Standard soil tests provide information on the levels of phosphorus and potassium/potash in your soil. The report will typically include recommendations for improving soil fertility, and you can ask to have the recommendations focus on organic solutions.
The UT Ag Extension soil-testing document says: “The Basic soil test includes soil pH, buffer value, phosphorus, potassium, calcium and magnesium all for the price of $7.00 per sample. The Basic Plus soil test is all the above with zinc, manganese, iron, copper, sodium and boron for $15.00. Pre-side dress nitrate (PSNT), Sulfate Sulfur (NH4OAc), organic matter and soluble salts is also offered.
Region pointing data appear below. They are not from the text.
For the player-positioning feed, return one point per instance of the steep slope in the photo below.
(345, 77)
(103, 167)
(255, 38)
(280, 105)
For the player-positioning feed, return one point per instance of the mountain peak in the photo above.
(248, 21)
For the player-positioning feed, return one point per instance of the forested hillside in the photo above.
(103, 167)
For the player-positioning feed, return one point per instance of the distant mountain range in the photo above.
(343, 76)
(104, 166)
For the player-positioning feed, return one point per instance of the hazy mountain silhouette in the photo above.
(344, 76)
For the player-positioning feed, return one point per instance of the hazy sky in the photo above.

Soil test nutrients (Basic and Basic Plus) are extracted using Mehlich 1 and are designed for mineral, inorganic soils thus not suitable for bark or peat-based mixes.
If your growing material is highly organic, a container media analysis is recommended. The Container Media Test is mainly useful to greenhouse growers in determining fertility of soil-less mixtures. Turnaround is typically 1 to 2 business days (for routine Basic or Plus) and results are routinely mailed but can be e-mailed or faxed. Test results are used to formulate research-based, cost effective lime and fertilizer recommendations specific to the type of crop or plant and yield desired. To assist growers with their soil fertility needs, Extension county agents are available statewide to help with any management decisions related to soil test recommendations.”
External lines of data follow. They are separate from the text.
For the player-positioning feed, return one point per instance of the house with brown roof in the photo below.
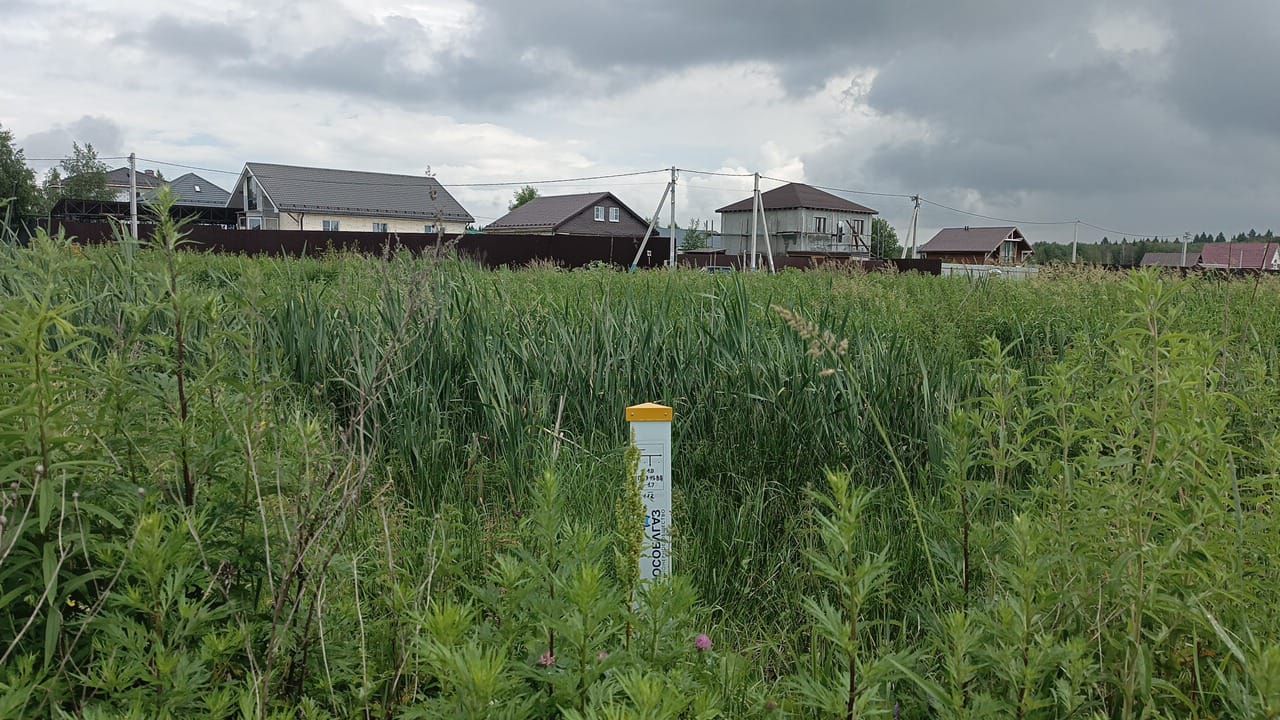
(801, 219)
(978, 246)
(588, 214)
(1240, 255)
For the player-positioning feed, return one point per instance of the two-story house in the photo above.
(292, 197)
(801, 219)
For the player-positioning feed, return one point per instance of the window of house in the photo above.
(1008, 251)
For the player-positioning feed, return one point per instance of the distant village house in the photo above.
(586, 214)
(801, 220)
(978, 246)
(270, 196)
(190, 188)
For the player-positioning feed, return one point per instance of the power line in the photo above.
(718, 174)
(508, 183)
(188, 167)
(636, 173)
(828, 188)
(1129, 233)
(999, 219)
(502, 183)
(60, 159)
Side note: On the top right hand side of your soil test report is the person in charge of the Department of Testing and their contact information. They are VERY HELPFUL and will explain the report to you. When you receive your first report, it may seem a little like a foreign language…so don’t hesitate to call.
When to Test Your Soil
For perennial crops – orchards, pasture, Christmas trees, alfalfa, grass seed, and so on, you should test your soil before planting (preferably at least several months before), so that you have time to lime the soil and have it mix with the existing soil before planting your crop. Limestone reacts slowly with the soil, so it’s important when adding lime to your oil to leave enough lead-time before planting. For annual crops, such as vegetables, test your soil every spring before planting for the season.